11 May 2009, 12:17 pm

ouinon wrote:
:? You lost me! :wink:
.


Haven't you heard of the Buddhist teachers in remotest Tibet who have never written a single word? Thought not....


_________________
Circular logic is correct because it is.


ouinon
Supporting Member
Supporting Member

User avatar

Joined: 10 Jul 2007
Age: 62
Gender: Female
Posts: 5,939
Location: Europe

12 May 2009, 1:46 am

ManErg wrote:
Haven't you heard of the Buddhist teachers in remotest Tibet who have never written a single word? ... ... Thought not.

:lol: 8)
.



Lecks
Veteran
Veteran

User avatar

Joined: 11 May 2009
Age: 39
Gender: Male
Posts: 4,987
Location: Belgium

13 May 2009, 1:24 pm

ouinon wrote:
A question for those who consider themselves "heavy users" do you remember when language really got a grip on you? Was there a time when language use/consumption was relatively unimportant in your life?

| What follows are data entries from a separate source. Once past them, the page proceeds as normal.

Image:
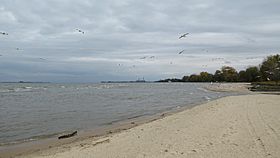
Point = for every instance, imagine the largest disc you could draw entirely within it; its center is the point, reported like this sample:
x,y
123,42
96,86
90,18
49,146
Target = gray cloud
x,y
123,31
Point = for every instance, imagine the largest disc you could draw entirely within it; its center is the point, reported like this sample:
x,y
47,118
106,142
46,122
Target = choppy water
x,y
34,111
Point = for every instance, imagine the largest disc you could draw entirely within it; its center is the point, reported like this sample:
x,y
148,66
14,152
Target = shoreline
x,y
233,126
30,147
105,131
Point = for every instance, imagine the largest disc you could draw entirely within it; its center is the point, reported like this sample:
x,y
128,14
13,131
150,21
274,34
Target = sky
x,y
131,39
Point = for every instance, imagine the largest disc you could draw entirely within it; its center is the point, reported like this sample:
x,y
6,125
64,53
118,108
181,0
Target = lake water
x,y
30,111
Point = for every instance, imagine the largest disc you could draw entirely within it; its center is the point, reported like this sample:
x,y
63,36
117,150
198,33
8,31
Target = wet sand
x,y
236,126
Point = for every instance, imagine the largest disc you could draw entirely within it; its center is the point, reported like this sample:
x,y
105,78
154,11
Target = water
x,y
30,111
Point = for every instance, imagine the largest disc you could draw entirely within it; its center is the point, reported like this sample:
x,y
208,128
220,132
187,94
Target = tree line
x,y
268,70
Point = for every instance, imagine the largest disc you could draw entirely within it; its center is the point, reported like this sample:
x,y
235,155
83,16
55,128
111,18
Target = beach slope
x,y
236,126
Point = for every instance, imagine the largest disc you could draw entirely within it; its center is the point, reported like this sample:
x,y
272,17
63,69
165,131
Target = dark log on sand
x,y
68,135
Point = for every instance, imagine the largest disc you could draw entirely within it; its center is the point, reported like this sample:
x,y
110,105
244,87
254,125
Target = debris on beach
x,y
68,135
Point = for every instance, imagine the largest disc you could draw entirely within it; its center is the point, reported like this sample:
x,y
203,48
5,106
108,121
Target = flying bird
x,y
4,33
183,36
143,58
181,51
42,59
79,30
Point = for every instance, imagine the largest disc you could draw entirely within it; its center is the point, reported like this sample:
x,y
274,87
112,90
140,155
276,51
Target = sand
x,y
236,126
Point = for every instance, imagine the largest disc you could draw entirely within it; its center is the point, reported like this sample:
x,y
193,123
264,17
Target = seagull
x,y
181,51
4,33
143,58
184,35
227,62
79,30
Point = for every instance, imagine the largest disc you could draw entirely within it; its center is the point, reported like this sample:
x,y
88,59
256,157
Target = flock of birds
x,y
147,57
18,49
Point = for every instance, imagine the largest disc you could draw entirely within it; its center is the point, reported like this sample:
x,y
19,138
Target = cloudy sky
x,y
130,39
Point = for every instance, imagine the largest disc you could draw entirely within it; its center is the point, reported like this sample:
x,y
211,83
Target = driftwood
x,y
68,135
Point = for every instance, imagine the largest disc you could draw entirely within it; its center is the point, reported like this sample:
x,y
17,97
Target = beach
x,y
235,126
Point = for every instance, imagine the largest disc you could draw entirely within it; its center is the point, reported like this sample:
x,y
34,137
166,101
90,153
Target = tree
x,y
270,68
205,77
194,78
185,78
218,76
229,74
252,74
242,76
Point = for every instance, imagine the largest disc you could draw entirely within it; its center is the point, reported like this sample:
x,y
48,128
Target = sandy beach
x,y
236,126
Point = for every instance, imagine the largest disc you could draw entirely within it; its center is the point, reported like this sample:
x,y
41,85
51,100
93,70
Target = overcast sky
x,y
43,44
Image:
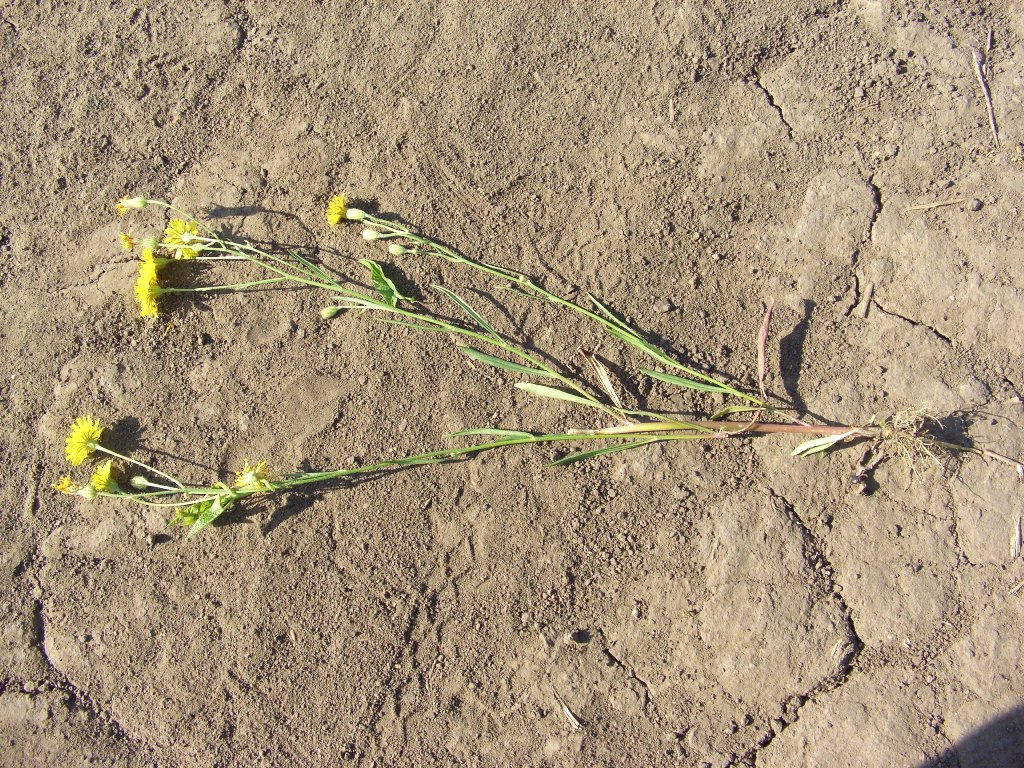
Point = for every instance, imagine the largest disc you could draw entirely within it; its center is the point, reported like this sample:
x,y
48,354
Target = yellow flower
x,y
65,485
148,257
146,289
125,203
84,438
101,479
178,236
336,210
253,478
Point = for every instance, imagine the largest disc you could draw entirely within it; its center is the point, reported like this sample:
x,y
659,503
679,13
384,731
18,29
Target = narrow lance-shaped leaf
x,y
687,383
382,284
476,354
584,456
492,432
216,509
477,317
555,393
818,444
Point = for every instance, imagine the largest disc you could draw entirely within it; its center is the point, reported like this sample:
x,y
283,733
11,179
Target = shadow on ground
x,y
998,743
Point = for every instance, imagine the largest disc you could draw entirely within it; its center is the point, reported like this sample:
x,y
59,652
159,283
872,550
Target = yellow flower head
x,y
178,236
65,485
146,289
126,203
84,438
253,478
336,210
101,479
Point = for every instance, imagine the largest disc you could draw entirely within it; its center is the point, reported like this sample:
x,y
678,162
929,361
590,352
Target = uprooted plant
x,y
742,413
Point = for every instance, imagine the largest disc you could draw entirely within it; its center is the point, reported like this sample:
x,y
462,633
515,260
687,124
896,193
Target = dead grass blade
x,y
603,377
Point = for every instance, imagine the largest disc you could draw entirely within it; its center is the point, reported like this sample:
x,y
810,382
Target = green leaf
x,y
216,509
554,393
468,310
492,432
582,457
730,410
382,284
476,354
819,444
631,338
679,381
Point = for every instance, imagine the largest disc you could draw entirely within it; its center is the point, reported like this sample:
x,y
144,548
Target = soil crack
x,y
849,648
773,104
628,670
918,324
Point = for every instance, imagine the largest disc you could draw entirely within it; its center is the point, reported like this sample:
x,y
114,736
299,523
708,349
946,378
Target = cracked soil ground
x,y
684,161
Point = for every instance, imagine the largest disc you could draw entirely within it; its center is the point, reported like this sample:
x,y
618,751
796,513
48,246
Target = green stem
x,y
116,455
523,282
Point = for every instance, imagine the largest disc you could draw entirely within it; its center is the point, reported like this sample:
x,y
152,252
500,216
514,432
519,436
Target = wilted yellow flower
x,y
253,478
336,210
178,236
101,479
83,439
125,203
65,485
146,289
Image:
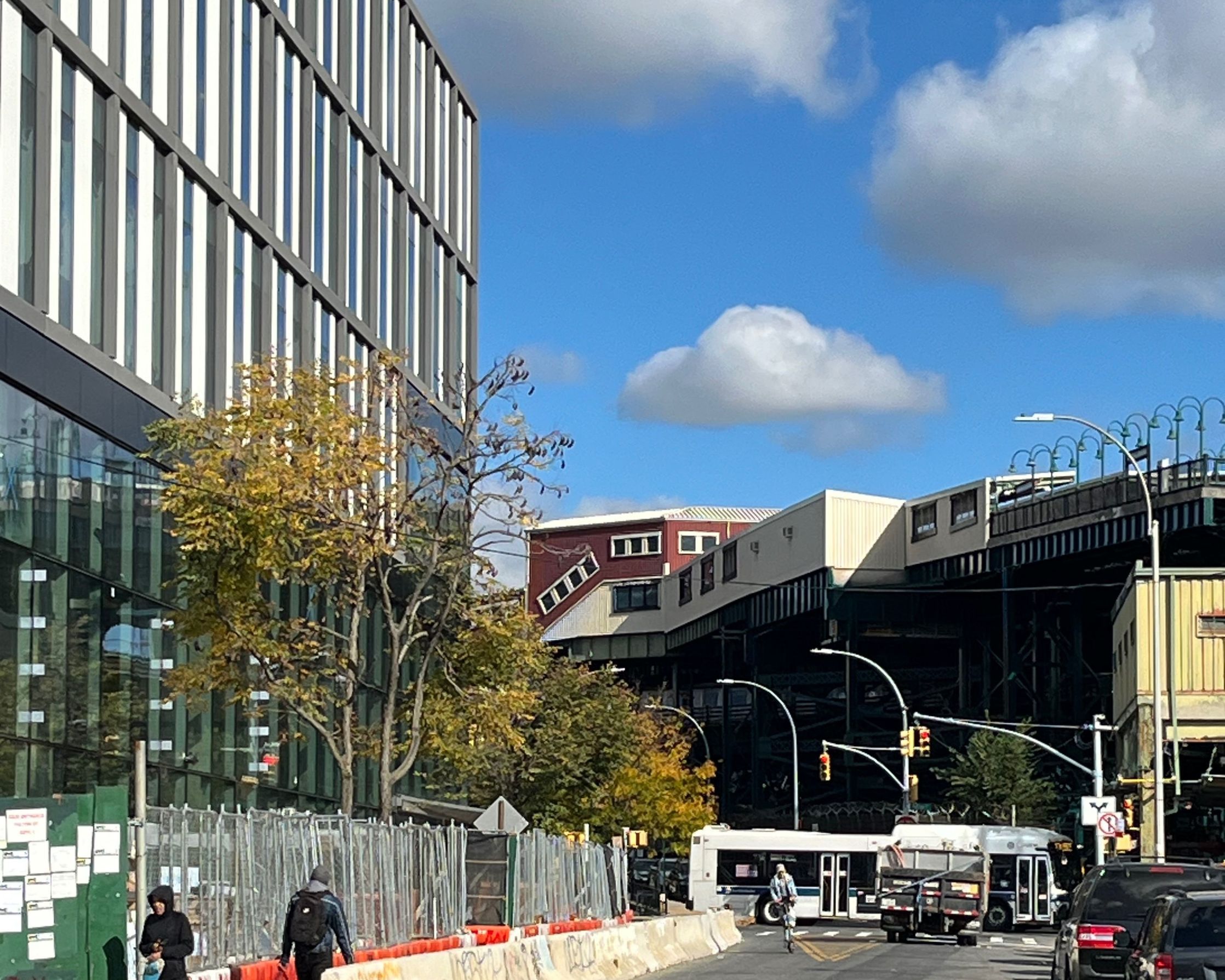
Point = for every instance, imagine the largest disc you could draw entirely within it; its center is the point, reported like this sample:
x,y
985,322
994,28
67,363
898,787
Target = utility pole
x,y
140,807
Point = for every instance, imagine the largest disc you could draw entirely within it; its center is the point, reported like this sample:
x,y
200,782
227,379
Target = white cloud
x,y
631,56
551,366
769,364
591,506
842,434
1083,172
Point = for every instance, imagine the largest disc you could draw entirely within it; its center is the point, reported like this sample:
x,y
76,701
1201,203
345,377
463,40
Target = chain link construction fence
x,y
556,880
234,874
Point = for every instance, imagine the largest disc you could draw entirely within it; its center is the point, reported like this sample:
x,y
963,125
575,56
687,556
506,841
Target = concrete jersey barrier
x,y
615,952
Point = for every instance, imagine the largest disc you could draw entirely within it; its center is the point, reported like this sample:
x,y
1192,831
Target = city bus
x,y
1028,868
834,874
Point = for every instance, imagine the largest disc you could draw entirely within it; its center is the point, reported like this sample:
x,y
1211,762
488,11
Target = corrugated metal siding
x,y
1198,661
864,533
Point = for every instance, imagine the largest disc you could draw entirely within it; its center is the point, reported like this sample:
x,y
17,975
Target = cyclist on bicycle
x,y
782,892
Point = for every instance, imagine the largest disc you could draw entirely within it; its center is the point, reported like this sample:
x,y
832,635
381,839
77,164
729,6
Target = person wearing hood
x,y
314,916
167,935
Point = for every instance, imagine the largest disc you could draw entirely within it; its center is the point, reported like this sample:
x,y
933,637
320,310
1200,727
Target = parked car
x,y
1113,901
1182,936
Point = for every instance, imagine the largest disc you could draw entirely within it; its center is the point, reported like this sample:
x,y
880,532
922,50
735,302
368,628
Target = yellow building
x,y
1193,701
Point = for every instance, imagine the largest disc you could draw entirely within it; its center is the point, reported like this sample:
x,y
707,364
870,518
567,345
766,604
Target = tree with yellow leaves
x,y
564,743
335,533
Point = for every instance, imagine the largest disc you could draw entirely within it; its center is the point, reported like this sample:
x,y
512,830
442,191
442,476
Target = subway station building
x,y
194,184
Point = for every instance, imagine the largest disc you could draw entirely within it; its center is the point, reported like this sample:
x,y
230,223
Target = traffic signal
x,y
1131,813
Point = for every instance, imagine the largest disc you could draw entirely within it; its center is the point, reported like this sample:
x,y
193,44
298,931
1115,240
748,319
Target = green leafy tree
x,y
998,772
335,533
563,743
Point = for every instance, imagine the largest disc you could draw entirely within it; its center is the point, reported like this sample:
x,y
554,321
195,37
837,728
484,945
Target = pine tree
x,y
995,773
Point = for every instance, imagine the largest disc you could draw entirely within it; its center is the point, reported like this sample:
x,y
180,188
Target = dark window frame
x,y
730,563
924,528
635,597
969,520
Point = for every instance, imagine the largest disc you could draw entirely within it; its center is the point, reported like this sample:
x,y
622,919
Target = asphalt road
x,y
864,955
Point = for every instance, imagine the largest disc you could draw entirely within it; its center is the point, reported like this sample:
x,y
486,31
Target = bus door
x,y
1026,890
834,886
1043,889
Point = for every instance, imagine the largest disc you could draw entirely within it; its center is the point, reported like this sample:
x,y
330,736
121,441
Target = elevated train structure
x,y
1000,598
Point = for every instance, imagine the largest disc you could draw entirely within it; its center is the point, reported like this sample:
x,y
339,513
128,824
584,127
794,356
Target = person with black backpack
x,y
314,916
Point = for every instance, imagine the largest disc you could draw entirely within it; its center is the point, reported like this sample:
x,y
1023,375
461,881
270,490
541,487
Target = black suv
x,y
1113,901
1181,936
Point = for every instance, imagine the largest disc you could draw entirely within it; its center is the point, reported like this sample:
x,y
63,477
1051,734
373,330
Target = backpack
x,y
308,920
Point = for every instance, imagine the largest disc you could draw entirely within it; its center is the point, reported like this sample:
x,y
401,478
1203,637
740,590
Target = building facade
x,y
198,183
1012,598
594,582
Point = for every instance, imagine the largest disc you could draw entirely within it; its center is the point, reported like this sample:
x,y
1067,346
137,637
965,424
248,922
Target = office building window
x,y
923,521
560,591
189,265
134,147
964,509
158,257
631,546
354,184
730,566
28,156
635,597
98,178
695,543
68,183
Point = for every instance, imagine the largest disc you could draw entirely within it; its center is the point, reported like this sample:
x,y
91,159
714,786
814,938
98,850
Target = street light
x,y
906,712
795,743
1154,615
690,717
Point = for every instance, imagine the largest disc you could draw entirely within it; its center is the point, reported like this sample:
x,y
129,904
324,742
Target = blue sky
x,y
1015,232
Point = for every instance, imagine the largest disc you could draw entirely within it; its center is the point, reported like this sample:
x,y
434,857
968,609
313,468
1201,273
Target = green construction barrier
x,y
64,887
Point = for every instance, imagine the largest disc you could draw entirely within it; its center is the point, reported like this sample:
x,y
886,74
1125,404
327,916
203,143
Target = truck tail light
x,y
1097,937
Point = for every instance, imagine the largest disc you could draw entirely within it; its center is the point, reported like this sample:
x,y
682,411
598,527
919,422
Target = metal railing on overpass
x,y
1105,494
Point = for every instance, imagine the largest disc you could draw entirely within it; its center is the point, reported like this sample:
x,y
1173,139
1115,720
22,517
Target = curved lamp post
x,y
1154,615
795,743
690,717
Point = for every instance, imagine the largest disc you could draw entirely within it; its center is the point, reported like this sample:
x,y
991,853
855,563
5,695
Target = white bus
x,y
834,874
1027,867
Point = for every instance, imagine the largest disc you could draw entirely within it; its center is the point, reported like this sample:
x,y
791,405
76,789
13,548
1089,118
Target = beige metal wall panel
x,y
864,532
593,616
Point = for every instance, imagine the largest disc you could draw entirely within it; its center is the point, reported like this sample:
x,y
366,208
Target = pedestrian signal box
x,y
907,742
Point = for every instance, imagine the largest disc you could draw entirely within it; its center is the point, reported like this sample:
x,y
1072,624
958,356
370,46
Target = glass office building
x,y
194,183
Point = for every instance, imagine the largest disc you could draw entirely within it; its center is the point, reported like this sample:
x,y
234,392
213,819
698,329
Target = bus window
x,y
741,868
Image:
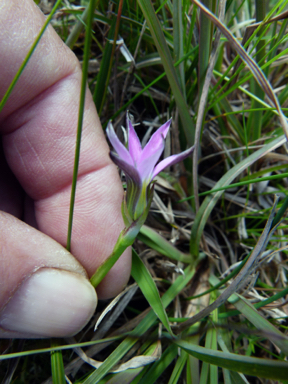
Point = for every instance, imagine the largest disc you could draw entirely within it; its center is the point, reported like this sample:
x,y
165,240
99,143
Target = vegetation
x,y
207,300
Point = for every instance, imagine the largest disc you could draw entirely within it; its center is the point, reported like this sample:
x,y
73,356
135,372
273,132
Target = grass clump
x,y
211,261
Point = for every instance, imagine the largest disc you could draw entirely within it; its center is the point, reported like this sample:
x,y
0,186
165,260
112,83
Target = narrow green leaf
x,y
161,245
30,53
164,53
148,287
210,201
141,328
262,324
57,367
80,117
254,366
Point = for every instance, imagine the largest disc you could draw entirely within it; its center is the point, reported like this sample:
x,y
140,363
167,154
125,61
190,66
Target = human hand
x,y
44,289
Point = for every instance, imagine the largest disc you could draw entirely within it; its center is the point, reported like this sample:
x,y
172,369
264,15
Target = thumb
x,y
44,291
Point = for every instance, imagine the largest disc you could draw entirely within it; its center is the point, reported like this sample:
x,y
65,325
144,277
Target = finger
x,y
46,292
39,127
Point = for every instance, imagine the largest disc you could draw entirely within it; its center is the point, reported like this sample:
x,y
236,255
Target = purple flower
x,y
140,165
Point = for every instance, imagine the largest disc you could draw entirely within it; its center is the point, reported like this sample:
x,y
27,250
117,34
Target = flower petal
x,y
152,151
128,169
134,145
117,145
171,160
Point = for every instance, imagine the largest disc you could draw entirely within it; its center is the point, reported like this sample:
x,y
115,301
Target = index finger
x,y
38,124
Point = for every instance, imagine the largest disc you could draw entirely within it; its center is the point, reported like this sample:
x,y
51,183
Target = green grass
x,y
224,319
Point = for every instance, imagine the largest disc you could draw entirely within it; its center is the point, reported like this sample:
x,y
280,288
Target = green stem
x,y
88,37
123,242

I think I was about eight and a half when I got the bug. I was ill in bed with mumps for a couple of weeks, and my mother brought me lots of books from the library to pass the time.

.

When my parents bought our first computer (with internet access). I became obsessed with the english language and spent every waking moment reading articles, talking on forums and looking up words. I remember when I first started learning english in school, it felt so good actually being the best of the class for once.

It's come to the point where my english is better than my dutch (I live in Belgium).



mechanicalgirl39
Veteran
Veteran

User avatar

Joined: 6 Apr 2009
Age: 36
Gender: Female
Posts: 2,340

13 May 2009, 8:17 pm

Does anyone else have this thing where they like to use a word/words for the emotion they associate with it and not because it's relevant?

I do this to an excessive degree when writing. I make up lines or lyrics that have no literal meaning whatsoever. Something lying in my head that I just thought up:

'Under ultraviolet heat
The sands will burn their syndrome into me...'

This has no meaning to me, and I don't know where it came from.